4. 2-Minute Peanut Butter Rice Squares
Jar of peanut butter | iStock.com
Rebecca Scritchfield’s 2-minute peanut butter rice squares will keep your energy levels up during high-intensity workouts. The recipe calls for rice, maple syrup, and peanut butter, but you can also personalize this vegan and gluten-free recipe by adding in spices, dried fruits, shredded unsweetened coconut, sea salt, and chocolate chips.

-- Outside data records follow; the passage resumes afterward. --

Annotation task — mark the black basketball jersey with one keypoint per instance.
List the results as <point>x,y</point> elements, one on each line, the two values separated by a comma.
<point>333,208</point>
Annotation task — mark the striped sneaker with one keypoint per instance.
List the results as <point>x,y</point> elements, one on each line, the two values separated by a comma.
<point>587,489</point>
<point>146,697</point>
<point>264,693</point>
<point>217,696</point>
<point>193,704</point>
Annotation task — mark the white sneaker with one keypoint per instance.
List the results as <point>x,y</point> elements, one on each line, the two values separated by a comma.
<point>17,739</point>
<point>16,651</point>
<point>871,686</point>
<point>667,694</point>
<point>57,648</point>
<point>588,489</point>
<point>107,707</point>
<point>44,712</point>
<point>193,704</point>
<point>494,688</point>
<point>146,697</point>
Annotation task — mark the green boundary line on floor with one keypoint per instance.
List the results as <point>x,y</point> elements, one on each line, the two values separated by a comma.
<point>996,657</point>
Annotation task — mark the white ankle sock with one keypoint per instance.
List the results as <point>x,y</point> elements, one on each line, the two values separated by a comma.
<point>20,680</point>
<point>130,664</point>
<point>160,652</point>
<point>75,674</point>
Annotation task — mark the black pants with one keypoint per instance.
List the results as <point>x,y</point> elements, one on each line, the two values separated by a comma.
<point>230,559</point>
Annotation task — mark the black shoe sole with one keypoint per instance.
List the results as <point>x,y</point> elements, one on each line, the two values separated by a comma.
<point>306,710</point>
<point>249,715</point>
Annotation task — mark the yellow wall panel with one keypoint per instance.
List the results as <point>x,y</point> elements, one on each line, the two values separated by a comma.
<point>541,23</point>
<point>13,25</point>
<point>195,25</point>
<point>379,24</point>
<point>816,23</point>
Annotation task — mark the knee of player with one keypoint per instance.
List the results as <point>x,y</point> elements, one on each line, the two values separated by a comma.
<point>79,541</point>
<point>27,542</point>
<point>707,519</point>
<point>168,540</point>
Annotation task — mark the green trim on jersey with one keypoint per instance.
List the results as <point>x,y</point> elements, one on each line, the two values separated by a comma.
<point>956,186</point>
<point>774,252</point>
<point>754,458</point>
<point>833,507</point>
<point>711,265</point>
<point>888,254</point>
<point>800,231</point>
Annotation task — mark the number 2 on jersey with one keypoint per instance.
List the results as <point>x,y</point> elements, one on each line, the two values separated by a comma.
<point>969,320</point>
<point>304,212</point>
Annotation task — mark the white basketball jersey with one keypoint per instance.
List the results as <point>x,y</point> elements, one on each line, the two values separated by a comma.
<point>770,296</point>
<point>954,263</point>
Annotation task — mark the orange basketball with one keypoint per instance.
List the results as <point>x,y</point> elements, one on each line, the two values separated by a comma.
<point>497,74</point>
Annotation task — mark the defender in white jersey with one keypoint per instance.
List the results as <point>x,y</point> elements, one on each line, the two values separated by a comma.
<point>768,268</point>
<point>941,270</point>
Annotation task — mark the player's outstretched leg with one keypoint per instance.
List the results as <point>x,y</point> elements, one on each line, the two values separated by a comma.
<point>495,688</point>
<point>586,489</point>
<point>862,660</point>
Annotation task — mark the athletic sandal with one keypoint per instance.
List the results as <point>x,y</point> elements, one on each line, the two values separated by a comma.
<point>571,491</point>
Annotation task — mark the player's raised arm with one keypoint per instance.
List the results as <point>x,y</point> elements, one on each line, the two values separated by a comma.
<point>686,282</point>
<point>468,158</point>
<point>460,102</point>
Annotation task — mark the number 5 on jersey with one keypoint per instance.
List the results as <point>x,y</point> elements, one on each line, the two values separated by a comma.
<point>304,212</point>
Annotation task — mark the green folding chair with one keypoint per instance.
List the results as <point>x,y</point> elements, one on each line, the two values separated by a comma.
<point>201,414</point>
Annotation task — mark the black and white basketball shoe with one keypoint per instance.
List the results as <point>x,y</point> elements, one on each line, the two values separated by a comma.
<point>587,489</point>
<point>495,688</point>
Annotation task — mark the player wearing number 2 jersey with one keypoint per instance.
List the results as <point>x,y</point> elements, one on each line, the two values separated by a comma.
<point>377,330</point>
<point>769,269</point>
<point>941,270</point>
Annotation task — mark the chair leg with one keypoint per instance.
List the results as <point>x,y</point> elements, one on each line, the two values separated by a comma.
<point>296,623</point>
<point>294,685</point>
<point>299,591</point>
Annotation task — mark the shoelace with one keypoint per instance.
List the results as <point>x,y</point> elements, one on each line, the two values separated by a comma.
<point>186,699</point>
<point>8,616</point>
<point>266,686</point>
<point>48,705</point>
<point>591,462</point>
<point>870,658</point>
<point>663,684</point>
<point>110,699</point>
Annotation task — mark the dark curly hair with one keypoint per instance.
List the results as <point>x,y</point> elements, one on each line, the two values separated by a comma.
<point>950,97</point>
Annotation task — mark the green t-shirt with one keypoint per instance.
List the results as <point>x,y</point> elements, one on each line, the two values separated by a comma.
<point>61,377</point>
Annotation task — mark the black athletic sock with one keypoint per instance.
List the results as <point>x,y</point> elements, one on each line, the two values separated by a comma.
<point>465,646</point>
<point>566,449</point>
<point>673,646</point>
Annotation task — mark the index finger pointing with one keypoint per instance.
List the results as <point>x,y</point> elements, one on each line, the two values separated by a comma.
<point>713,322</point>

- 1 cup leftover rice, brown or white
- ¼ cup peanut butter, creamy or crunchy
- 2 tablespoons 100% maple syrup
Directions: Place peanut butter in a microwave-safe dish and heat on high for 45 seconds, or until loosened. Add to a medium bowl along with maple syrup. Stir to combine. Add rice, then stir until evenly coated. Transfer to an 8-by-8-inch baking dish or glass container. Cover and keep stored in the refrigerator. Cut into squares before eating.
5. Banana Sushi
Slicing bananas | iStock.com
Active.com’s pre-workout snack consists of potassium-filled bananas, nut butter, tortillas, and jam. Livestrong notes that you can help prevent muscle cramps in your legs by eating bananas prior to your workouts.
- 1 tortilla of your choice
- 1 banana, sliced
- 1 tablespoon nut butter of your choice
- 1 tablespoon jam or apple butter
Directions: Spread a thin layer of nut butter on the tortilla, topped with a thin spread of jam. Place banana slices on bottom third of the tortilla and roll up tightly. Cut into one-inch pieces.
6. Lemon Ginger Pre-Workout Breakfast Cookies
Healthy breakfast cookies | iStock.com
Perfect for breakfast or a pre-workout snack, Vega’s cookies are filled with bananas, cashew butter, coconut oil, fresh ginger, oats, and cashews. After eating all of those nutritious ingredients, we guarantee you’ll have a fat-burning, calorie-blasting workout!
- 2 bananas, puréed
- 2 tablespoons ground flax
- 5 tablespoons water
- ½ cup cashew butter
- 2 tablespoons coconut oil, melted
- 1 tablespoon vanilla extract
- 2 tablespoons maple syrup
- 1 tablespoon fresh ginger, chopped fine
- 1 lemon, zested and juiced
- 1 teaspoon baking soda
- 1 pinch salt
- 1 cup oats, ground
- 1½ cups oats
- ¼ cup cashews, chopped
Directions: Preheat oven to 350 degrees Fahrenheit and line a cookie sheet with parchment paper. In a food processor, combine banana, flax, water, cashew butter, coconut oil, vanilla extract, maple syrup, ginger, lemon zest, and juice. Process until combined, then transfer to a mixing bowl. Add baking soda, salt, oats, and cashews. Mix well to combine, then roll into balls and transfer to prepared cookie sheet. Flatten each cookie slightly. Bake for 12 to 15 minutes, or until lightly browned.